According to the information you provided, the Proposed Transactions would consist of: (i) an exchange transaction with the United States Department of Treasury (the “Treasury”) (the “Treasury Exchange”); and (ii) an exchange offer, which would be made to the holders of the company’s outstanding trust preferred securities (the “Trust Preferred”) (the “Trust Preferred Exchange”). Currently, as a result of its investment in the company under the Troubled Asset Relief Program, the Treasury owns shares of the company’s non-convertible preferred stock (the “Preferred Stock”) and a warrant (the “Warrant”) exercisable for shares of common stock. The Warrant cannot be exercised for 20% or more of the company’s pre-transaction outstanding shares of common stock at a discount, or if such exercise would result in a change of control, unless shareholder approval is first obtained. The Trust Preferred is held by investors other than the Treasury.
 
At a shareholders’ meeting held approximately three months ago, the company received shareholder approval for the Trust Preferred Exchange under Listing Rule 5635(d) and for the issuance of its common stock to the Treasury in exchange for the Preferred Stock under Rules 5635(b) and (d). In the proposal in its proxy statement, the company said that it would complete the Trust Preferred Exchange within three months of the date of shareholder approval.
 
Following the shareholders’ meeting and before consummating the Treasury Exchange, the company and the Treasury continued to negotiate terms. As a result, the final terms of the Treasury Exchange differ in some respects from what was presented to shareholders.

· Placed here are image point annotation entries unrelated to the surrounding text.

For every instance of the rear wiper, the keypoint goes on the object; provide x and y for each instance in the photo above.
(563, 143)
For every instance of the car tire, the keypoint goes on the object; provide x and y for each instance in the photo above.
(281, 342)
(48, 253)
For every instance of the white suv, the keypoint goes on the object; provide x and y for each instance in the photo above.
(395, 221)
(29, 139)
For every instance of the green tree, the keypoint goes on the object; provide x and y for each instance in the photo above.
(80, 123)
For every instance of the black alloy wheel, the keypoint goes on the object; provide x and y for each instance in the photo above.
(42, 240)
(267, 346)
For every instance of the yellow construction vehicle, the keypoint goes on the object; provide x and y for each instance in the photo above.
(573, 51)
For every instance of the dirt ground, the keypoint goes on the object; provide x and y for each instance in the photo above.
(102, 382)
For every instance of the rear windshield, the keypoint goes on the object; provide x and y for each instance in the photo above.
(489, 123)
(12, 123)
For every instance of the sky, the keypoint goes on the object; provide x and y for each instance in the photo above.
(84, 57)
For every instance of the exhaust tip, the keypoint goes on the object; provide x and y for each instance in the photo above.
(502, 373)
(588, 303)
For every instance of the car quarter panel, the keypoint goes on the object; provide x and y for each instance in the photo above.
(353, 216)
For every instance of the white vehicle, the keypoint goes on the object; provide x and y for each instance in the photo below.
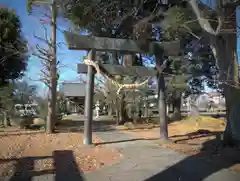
(26, 108)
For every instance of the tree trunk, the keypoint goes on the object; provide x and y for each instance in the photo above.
(51, 120)
(146, 108)
(6, 121)
(177, 108)
(232, 130)
(110, 109)
(122, 110)
(224, 48)
(161, 98)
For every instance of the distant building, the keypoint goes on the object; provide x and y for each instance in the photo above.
(75, 94)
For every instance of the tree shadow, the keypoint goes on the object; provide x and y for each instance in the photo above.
(65, 167)
(211, 159)
(78, 126)
(123, 141)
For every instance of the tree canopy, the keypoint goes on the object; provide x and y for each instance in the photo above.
(13, 47)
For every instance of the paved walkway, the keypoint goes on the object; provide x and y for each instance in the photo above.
(145, 161)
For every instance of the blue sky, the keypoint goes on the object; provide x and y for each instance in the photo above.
(30, 26)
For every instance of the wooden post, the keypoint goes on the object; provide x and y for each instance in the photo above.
(89, 101)
(161, 97)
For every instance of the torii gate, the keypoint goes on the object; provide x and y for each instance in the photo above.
(85, 42)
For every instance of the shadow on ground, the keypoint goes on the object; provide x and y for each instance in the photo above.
(65, 167)
(78, 126)
(211, 159)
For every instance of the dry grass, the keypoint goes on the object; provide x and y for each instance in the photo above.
(14, 147)
(195, 136)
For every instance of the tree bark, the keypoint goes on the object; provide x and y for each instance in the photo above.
(110, 109)
(177, 108)
(6, 121)
(51, 119)
(161, 97)
(224, 47)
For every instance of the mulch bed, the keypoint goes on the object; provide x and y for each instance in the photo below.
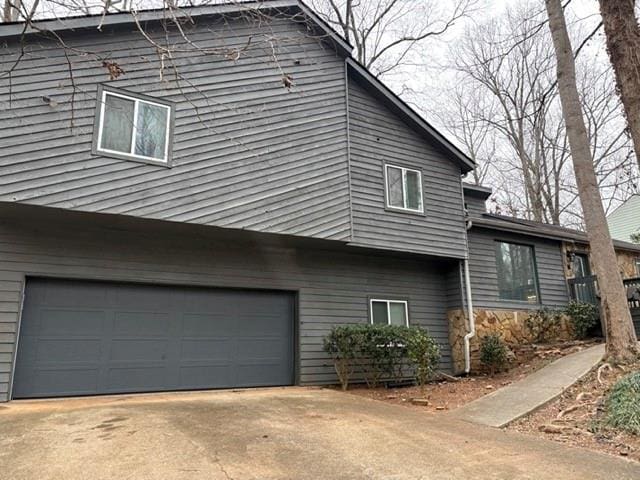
(574, 417)
(446, 394)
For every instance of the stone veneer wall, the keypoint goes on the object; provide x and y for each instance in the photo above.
(509, 324)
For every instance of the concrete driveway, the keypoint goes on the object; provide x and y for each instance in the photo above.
(290, 433)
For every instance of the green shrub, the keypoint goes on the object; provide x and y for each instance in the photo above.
(623, 404)
(424, 353)
(342, 344)
(493, 352)
(381, 352)
(583, 317)
(544, 324)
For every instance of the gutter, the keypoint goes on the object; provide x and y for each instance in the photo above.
(472, 320)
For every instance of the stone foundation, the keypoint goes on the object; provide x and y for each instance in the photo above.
(509, 324)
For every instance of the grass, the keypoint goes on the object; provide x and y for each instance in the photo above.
(623, 405)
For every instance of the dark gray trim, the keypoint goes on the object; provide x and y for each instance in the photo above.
(535, 272)
(138, 96)
(397, 105)
(388, 298)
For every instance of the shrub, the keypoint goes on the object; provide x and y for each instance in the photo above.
(623, 404)
(342, 344)
(544, 324)
(381, 352)
(583, 317)
(493, 352)
(424, 353)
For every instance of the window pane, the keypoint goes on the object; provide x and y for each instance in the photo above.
(379, 312)
(117, 124)
(151, 130)
(516, 272)
(414, 191)
(398, 316)
(394, 187)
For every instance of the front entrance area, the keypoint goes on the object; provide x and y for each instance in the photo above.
(86, 338)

Under the final terms, the company would issue shares of convertible preferred stock (the “New Preferred”) to the Treasury, rather than shares of common stock. The conversion price, and the maximum number of shares of common stock that could be issued upon conversion, would be consistent with the terms of the common stock issuance that shareholders approved. In addition, the company would issue a new warrant (the “New Warrant”) to the Treasury in exchange for the Warrant. The New Warrant would contain a provision that would allow its exercise only to the extent such exercise is consistent with NASDAQ’s Rules (the “Exercise Limitation”).
 
The company had been waiting to finalize the Treasury Exchange before commencing the Trust Preferred Exchange. As such, the company will not complete the Trust Preferred Exchange within three months of the receipt of shareholder approval; instead, it now expects to complete the Trust Preferred Exchange within approximately six months of such approval. Otherwise, the Trust Preferred Exchange would be on the same terms as approved by shareholders.
 
Following our review of the information you provided, we have determined that NASDAQ will not require further shareholder approval of the Proposed Transactions under the Rules. We have reached this conclusion because in the Treasury Exchange the issuance of the common stock upon the conversion of the New Preferred would be on the same terms as the common stock issuance approved by the shareholders, including the pricing and the maximum number of shares that could be issued. Because of the Exercise Limitation, the New Warrant could not be exercised if such exercise could result in either a change of control or an issuance of 20% or more of the pre-transaction outstanding shares at a discount without shareholder approval. As such, the requirements of the Rules would be satisfied with respect to the New Warrant.  The Trust Preferred Exchange would not require further shareholder approval because it would be on the terms which were approved by the company’s shareholders. We do not believe that the additional time required in this case to complete the Trust Preferred Exchange requires the company to seek additional shareholder approval under NASDAQ rules.